Ouch! Double Ouch! I’m the original tenderfoot, and walking barefoot over little ridges feels like walking on a bed of nails. But the sign said, “remove your shoes,” so I knew resistance was futile, especially since management had conveniently made available plastic bags as shoe carry totes. A short distance to go over the ridged and wet terrain, and I knew the end result would be worth it.
I was at Pamukkale (pronounced Pah-MOOOK-kah-lay), where calcium-rich water oozes over a cliff and forms lovely white-terraced pools. At one time visitors could climb down to the lower pools and soak in the mineral waters, but no more. To keep hoards of tourists from damaging them, the lower pools are closed to bathing. But all is not lost. Travelers can still try out the healing properties of Pamukkale’s springs.
One way is to patronize the spa. Pamukkale has been home to a spa since the Romans built the city of Hierapolis around the sacred, volcanically warmed spring (once you buy your ticket you can visit both the terraces and the extensive ruins of Hierapolis).
I didn’t check out all the options at the spa, but I found Cleopatra’s Bath (featuring underwater seating designed as broken and tumbled columns) and two rows of aquarium tanks. Sit on a bench above a tank, immerse your feet, and dozens of itty-bitty cleaner wrasses will relieve you of dead skin and any ectoparasites they can find. It’s their job. And their food supply. One kind gentleman agreed to let me photograph his feet.

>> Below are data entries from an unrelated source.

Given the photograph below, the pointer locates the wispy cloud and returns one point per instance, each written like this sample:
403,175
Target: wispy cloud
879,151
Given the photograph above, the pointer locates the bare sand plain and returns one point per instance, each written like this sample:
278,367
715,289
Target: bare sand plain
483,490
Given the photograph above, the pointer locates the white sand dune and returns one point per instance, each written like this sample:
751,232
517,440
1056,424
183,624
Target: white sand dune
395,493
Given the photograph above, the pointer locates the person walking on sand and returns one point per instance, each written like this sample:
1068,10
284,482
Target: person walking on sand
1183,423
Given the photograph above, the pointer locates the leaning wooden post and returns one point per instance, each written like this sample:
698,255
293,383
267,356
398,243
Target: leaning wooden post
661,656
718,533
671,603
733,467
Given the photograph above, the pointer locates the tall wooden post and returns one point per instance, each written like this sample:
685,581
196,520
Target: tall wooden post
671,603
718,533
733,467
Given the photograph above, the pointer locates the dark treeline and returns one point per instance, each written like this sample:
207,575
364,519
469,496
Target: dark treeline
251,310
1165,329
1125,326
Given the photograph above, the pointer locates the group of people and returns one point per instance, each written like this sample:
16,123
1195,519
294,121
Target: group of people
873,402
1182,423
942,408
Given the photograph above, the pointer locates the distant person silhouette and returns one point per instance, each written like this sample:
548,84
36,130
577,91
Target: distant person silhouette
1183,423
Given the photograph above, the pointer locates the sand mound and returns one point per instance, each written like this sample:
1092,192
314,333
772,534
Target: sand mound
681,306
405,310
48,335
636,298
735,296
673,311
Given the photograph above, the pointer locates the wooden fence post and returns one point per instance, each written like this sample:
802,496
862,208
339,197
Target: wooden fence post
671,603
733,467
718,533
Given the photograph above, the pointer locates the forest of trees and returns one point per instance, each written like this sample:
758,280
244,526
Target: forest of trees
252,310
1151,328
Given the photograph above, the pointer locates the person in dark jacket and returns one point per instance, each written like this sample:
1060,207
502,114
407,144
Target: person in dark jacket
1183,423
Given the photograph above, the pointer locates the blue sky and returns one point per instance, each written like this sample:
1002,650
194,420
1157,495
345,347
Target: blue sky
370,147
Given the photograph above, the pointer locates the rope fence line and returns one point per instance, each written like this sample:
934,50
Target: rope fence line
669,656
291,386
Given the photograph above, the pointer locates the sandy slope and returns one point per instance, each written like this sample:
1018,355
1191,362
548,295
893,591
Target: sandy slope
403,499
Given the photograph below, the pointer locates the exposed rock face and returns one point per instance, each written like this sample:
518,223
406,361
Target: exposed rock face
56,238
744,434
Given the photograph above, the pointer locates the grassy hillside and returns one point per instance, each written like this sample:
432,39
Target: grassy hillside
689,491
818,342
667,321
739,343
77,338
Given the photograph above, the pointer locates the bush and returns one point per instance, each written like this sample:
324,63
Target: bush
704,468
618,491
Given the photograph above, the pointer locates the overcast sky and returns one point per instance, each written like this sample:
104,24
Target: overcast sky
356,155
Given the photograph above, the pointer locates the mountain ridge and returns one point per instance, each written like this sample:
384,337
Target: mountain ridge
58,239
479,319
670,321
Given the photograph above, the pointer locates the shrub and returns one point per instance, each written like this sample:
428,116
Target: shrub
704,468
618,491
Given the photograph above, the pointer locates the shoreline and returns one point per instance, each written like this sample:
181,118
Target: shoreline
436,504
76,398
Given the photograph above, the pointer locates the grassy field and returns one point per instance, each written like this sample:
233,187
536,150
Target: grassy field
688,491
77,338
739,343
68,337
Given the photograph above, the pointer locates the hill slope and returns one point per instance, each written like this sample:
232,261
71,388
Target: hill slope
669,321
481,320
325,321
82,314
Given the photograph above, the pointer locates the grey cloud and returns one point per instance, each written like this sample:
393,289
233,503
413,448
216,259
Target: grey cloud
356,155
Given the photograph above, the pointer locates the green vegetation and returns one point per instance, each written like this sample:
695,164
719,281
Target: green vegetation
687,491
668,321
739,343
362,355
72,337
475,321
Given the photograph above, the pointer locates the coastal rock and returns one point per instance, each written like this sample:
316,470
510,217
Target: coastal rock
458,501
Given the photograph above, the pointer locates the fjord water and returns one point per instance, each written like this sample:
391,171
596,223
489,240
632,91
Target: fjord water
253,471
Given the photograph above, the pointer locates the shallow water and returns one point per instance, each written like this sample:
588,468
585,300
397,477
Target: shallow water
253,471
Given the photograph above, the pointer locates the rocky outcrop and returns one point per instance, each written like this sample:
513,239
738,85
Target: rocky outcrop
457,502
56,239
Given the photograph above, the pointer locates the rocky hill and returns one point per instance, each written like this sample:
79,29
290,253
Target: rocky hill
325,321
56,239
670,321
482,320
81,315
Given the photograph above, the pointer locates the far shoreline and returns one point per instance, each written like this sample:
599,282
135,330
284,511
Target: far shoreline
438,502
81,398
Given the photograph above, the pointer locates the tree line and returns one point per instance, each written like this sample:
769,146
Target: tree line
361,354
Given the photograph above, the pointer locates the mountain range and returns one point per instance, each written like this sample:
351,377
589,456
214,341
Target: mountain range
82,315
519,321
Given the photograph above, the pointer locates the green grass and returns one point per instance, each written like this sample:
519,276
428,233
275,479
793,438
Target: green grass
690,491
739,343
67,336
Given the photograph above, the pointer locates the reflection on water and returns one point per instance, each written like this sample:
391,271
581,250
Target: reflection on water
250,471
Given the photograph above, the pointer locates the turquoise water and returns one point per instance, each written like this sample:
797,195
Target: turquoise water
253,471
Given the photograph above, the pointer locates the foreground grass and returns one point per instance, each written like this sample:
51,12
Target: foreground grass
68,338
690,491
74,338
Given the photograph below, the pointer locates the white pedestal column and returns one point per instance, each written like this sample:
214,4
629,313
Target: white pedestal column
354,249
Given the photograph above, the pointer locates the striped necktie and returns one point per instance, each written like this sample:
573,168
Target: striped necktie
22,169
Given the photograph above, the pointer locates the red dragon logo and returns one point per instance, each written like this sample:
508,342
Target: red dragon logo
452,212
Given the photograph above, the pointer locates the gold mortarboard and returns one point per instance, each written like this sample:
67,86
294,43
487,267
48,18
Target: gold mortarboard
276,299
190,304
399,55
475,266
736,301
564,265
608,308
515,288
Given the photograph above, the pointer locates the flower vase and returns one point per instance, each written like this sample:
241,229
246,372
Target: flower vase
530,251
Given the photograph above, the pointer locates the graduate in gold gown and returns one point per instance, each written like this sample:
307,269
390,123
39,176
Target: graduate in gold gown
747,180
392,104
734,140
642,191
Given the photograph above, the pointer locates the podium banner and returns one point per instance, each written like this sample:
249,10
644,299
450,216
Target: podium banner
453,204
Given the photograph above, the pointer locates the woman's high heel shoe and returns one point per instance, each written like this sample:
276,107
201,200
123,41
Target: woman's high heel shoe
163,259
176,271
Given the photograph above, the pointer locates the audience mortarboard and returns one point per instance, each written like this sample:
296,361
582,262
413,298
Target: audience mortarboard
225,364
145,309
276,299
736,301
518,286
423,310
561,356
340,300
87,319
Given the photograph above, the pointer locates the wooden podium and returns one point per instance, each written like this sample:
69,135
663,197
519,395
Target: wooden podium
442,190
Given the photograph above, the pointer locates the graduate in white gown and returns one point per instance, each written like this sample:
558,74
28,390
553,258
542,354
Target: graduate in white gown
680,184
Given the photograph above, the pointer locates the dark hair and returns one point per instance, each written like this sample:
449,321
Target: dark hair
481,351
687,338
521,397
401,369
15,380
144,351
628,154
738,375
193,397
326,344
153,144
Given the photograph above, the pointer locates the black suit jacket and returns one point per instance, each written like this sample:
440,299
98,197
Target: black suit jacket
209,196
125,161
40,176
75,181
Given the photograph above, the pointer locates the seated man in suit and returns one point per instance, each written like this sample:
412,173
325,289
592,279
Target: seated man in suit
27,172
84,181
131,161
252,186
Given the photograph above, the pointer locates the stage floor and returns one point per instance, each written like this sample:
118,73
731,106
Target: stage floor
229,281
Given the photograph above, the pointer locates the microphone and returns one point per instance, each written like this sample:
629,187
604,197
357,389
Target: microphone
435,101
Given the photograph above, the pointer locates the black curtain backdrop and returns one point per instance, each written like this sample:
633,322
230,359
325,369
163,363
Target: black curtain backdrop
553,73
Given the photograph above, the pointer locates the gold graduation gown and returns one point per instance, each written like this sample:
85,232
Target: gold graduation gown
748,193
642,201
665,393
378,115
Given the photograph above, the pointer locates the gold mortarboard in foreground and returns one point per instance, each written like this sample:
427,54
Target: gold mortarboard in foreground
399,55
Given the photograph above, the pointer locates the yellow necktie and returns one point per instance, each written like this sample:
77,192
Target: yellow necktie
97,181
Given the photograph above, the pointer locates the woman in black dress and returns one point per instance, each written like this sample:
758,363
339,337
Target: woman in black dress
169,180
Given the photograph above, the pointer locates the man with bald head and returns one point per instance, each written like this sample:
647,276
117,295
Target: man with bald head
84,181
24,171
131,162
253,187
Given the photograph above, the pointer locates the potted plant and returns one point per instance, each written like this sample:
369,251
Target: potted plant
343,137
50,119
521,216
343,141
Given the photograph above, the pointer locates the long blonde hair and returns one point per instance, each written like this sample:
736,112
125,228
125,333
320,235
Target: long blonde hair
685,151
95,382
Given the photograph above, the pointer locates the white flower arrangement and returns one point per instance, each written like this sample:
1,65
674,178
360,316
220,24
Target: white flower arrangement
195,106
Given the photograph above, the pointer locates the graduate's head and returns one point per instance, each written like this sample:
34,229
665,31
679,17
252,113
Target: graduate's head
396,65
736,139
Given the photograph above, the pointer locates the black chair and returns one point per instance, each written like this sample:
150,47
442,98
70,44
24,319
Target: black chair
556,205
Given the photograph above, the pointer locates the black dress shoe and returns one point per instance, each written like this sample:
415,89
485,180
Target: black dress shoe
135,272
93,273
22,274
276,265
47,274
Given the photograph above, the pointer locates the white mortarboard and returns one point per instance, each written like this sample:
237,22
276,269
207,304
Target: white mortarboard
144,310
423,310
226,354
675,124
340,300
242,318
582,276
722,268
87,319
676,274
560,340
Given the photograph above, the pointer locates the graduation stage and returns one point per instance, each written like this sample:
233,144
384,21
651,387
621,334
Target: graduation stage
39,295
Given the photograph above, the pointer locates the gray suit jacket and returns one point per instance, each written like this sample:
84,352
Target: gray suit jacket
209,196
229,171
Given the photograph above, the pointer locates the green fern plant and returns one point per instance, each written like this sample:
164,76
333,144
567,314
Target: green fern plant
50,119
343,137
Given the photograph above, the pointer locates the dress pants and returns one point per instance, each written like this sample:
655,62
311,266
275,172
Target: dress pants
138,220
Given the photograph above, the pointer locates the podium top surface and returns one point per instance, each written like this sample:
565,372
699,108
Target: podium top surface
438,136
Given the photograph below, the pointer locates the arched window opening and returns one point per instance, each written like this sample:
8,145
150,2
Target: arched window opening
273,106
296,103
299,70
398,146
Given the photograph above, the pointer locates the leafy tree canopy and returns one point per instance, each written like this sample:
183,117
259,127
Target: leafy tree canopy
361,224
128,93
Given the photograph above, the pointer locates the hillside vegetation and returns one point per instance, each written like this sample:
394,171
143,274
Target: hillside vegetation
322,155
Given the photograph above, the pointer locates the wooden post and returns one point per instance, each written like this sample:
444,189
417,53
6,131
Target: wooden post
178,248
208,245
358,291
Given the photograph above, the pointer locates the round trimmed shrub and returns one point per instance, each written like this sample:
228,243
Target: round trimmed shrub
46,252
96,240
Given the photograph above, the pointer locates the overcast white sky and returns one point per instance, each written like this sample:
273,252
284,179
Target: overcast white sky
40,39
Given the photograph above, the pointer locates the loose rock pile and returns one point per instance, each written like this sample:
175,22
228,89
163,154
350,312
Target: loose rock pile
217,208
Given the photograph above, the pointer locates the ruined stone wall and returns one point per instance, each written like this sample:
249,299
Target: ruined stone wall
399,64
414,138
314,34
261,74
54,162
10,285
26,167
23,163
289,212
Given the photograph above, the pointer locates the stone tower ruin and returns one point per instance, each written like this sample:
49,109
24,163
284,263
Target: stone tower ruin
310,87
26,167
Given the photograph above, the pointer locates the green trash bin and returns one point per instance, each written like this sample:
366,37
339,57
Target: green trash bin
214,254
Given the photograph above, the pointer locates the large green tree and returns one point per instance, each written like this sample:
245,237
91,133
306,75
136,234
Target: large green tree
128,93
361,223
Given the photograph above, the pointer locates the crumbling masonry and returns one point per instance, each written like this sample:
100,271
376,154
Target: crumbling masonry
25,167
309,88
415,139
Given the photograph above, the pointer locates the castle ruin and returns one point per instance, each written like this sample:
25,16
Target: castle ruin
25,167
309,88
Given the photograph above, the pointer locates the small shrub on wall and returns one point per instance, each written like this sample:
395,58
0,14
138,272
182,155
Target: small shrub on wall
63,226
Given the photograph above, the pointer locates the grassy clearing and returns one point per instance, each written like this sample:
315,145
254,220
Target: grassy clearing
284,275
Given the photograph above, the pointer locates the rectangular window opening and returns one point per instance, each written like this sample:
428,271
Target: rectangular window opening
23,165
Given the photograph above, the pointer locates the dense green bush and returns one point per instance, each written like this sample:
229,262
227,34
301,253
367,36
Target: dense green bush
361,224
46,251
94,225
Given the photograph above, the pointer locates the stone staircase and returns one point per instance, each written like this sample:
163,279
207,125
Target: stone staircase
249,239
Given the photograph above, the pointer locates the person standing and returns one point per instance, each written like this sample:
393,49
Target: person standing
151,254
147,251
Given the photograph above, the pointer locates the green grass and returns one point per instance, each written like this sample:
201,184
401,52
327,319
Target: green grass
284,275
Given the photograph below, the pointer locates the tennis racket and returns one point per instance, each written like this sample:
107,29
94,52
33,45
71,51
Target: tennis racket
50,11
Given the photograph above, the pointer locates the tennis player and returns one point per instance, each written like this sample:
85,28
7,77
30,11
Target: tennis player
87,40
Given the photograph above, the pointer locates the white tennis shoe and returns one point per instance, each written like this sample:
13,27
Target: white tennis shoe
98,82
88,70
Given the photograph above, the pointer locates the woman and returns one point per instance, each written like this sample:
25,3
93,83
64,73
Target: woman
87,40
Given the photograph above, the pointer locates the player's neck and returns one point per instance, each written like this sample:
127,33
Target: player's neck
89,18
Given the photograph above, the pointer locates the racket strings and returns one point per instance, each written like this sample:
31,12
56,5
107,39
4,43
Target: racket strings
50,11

The other way is to do what I was doing—gingerly picking my barefoot way over to one of the calf-deep pools on the plateau at the top of the cliff, relieving my feet at little tidepools along the way. I must admit, the warm water felt indescribably good, and whether it was the comfort of the smooth-bottomed pool, or whether the healing waters were actually performing their magic, I won’t ever know. But afterwards, my nagging headcold disappeared. I leave it to you to draw your own conclusions.